Orphazyme’s Stocks Tumble After FDA Rejects Genetic Disease Drug
The U.S. Food and Drug Administration has rejected Orphazyme’s key drug candidate for Niemann-Pick disease type C (NPC), causing the Denmark-based biopharmaceutical company’s “meme stock” to decline 55% in premarket trading.
On Friday, Orphazyme provided a brief statement to investors and media on the regulatory update for arimoclomol, a heat shock protein amplifier for treating NPC. In a Complete Response Letter (CRL), the FDA said that the drug, which has been studied and submitted for the indication of NPC, needs further data to support its use in this rare, progressive genetic disorder.
Specifically, the agency said it needs additional qualitative and quantitative data to further support the validity and interpretation of the study’s 5-domain NPC Clinical Severity Scale (NPCCSS), with a particular focus on the scale’s swallow domain.
Arimoclomol has received orphan drug designation for NPC, inclusion body myositis (IBM) and amyotrophic lateral sclerosis.
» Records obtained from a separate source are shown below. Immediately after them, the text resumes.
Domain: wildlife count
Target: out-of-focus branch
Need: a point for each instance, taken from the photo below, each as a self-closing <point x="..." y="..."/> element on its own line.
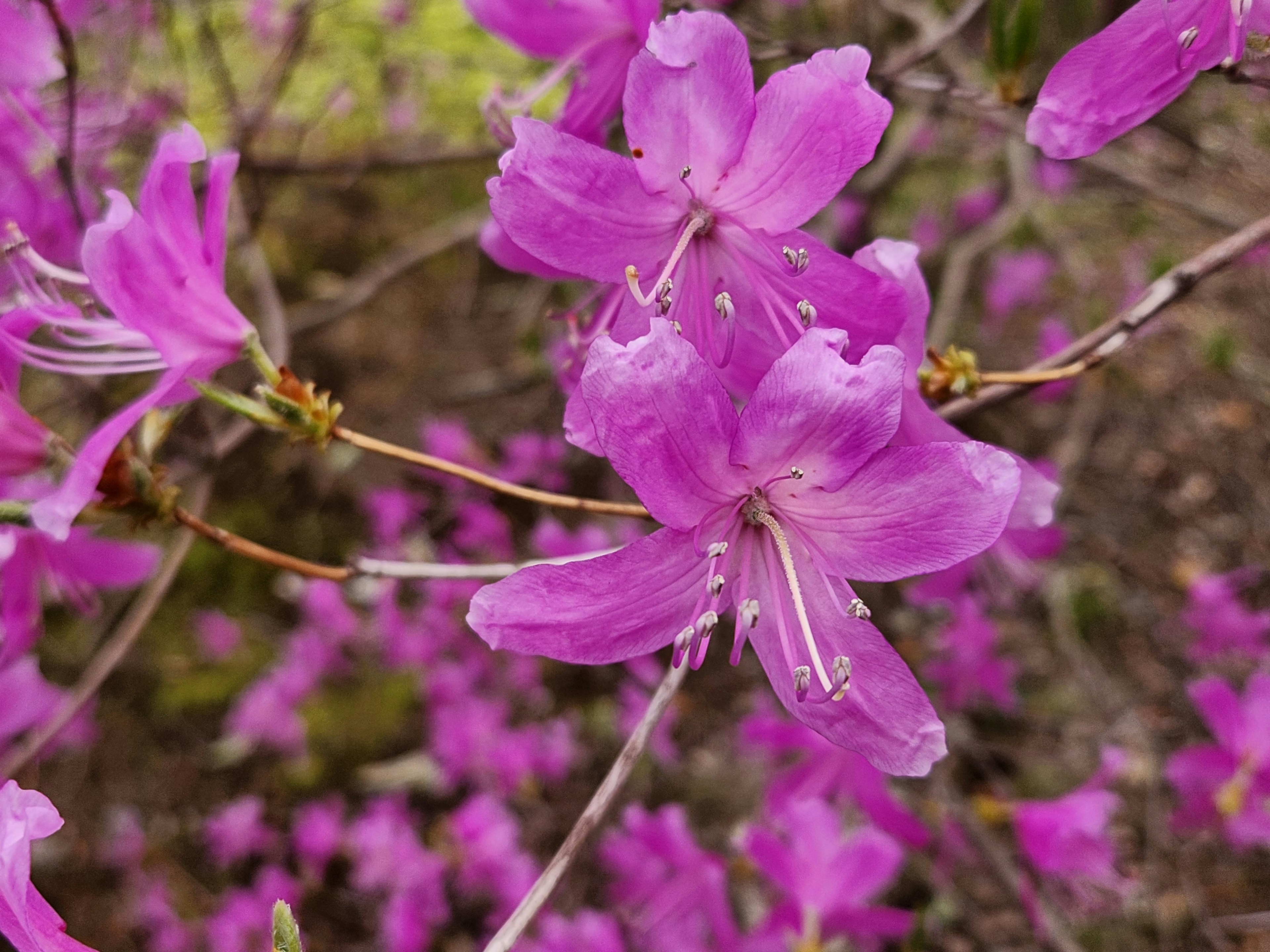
<point x="1111" y="338"/>
<point x="108" y="658"/>
<point x="367" y="282"/>
<point x="70" y="63"/>
<point x="600" y="803"/>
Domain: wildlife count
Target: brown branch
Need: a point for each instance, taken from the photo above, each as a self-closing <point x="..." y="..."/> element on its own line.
<point x="108" y="658"/>
<point x="482" y="479"/>
<point x="70" y="63"/>
<point x="1112" y="337"/>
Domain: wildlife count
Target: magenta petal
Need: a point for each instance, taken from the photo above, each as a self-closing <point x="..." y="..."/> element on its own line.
<point x="820" y="413"/>
<point x="665" y="423"/>
<point x="816" y="125"/>
<point x="579" y="209"/>
<point x="912" y="511"/>
<point x="690" y="102"/>
<point x="600" y="611"/>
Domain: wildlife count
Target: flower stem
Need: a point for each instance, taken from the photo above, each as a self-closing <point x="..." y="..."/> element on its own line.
<point x="482" y="479"/>
<point x="600" y="803"/>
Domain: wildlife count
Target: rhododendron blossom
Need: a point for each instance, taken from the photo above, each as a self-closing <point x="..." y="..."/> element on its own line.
<point x="770" y="512"/>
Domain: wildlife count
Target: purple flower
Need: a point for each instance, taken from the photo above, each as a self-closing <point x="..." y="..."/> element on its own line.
<point x="827" y="772"/>
<point x="969" y="668"/>
<point x="827" y="880"/>
<point x="1222" y="622"/>
<point x="1133" y="69"/>
<point x="26" y="918"/>
<point x="1067" y="840"/>
<point x="238" y="831"/>
<point x="770" y="512"/>
<point x="672" y="893"/>
<point x="1227" y="784"/>
<point x="709" y="206"/>
<point x="592" y="39"/>
<point x="163" y="278"/>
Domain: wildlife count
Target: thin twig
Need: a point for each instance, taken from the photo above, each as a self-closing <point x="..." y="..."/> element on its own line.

The FDA has also granted fast-track designation to the therapy for all three indications.
Back in March, Orphazyme announced disappointing findings from its 150-patient Phase II/III clinical trial of arimoclomal in IBM. The 20-month-long study failed to meet both its primary endpoint of the therapy’s ability to reduce or slow disease progression.
Orphazyme said Friday that the recent CRL outlined the agency’s need for more data “to bolster confirmatory evidence beyond the single phase II/III clinical trial to support the benefit-risk assessment of the” New Drug Application.
The phase II/III trial’s primary endpoint was disease severity progression, as assessed by the 5-domain NPCCSS. This disease-specific measure consists of five clinical domains most relevant to patients with NPC, their caregivers and physicians.
“We are disheartened by the outcome of the FDA’s review, given the urgent need for a new therapeutic option for NPC, but we remain committed to working with the regulators, with the goal of delivering arimoclomol to families managing this challenging disease,” said Orphazyme’s CEO, Christophe Bourdon, in a statement. He said the company will continue to focus on its efforts to receive regulatory approval in the European Union. The company expects CHMP opinion sometime in the fourth quarter of this year and potential Marketing Authorization in the first quarter of 2022.
“We are assessing the potential path forward in the U.S. in partnership with the FDA, he added. “In the short-term, we will need to reduce our costs substantially and freeze all company efforts not related to clinical and regulatory activities to support approval for NPC.”
Bo Jesper Hansen, Deputy Chairman of Orphazyme’s Board of Directors, stated that while he is “extremely disappointed” in the CRL from the FDA, he still believes there is a path forward for arimoclomol and the company “based on our pursuit of regulatory approval from the European Medicines Agency and continued dialogue with the FDA.”
The company’s tumbling stock this morning is in direct contrast to last week’s trading, which saw Orphazyme’s stock skyrocketing up to 1,387% intraday on June 10 and closing up 301.5% in very volatile trading. The company said at the time it was not aware of any changes in its clinical development programs, results of operations, or financial condition that would have explained the price volatility or trading volume. To date, Orphazyme’s stock has advanced 35.7%.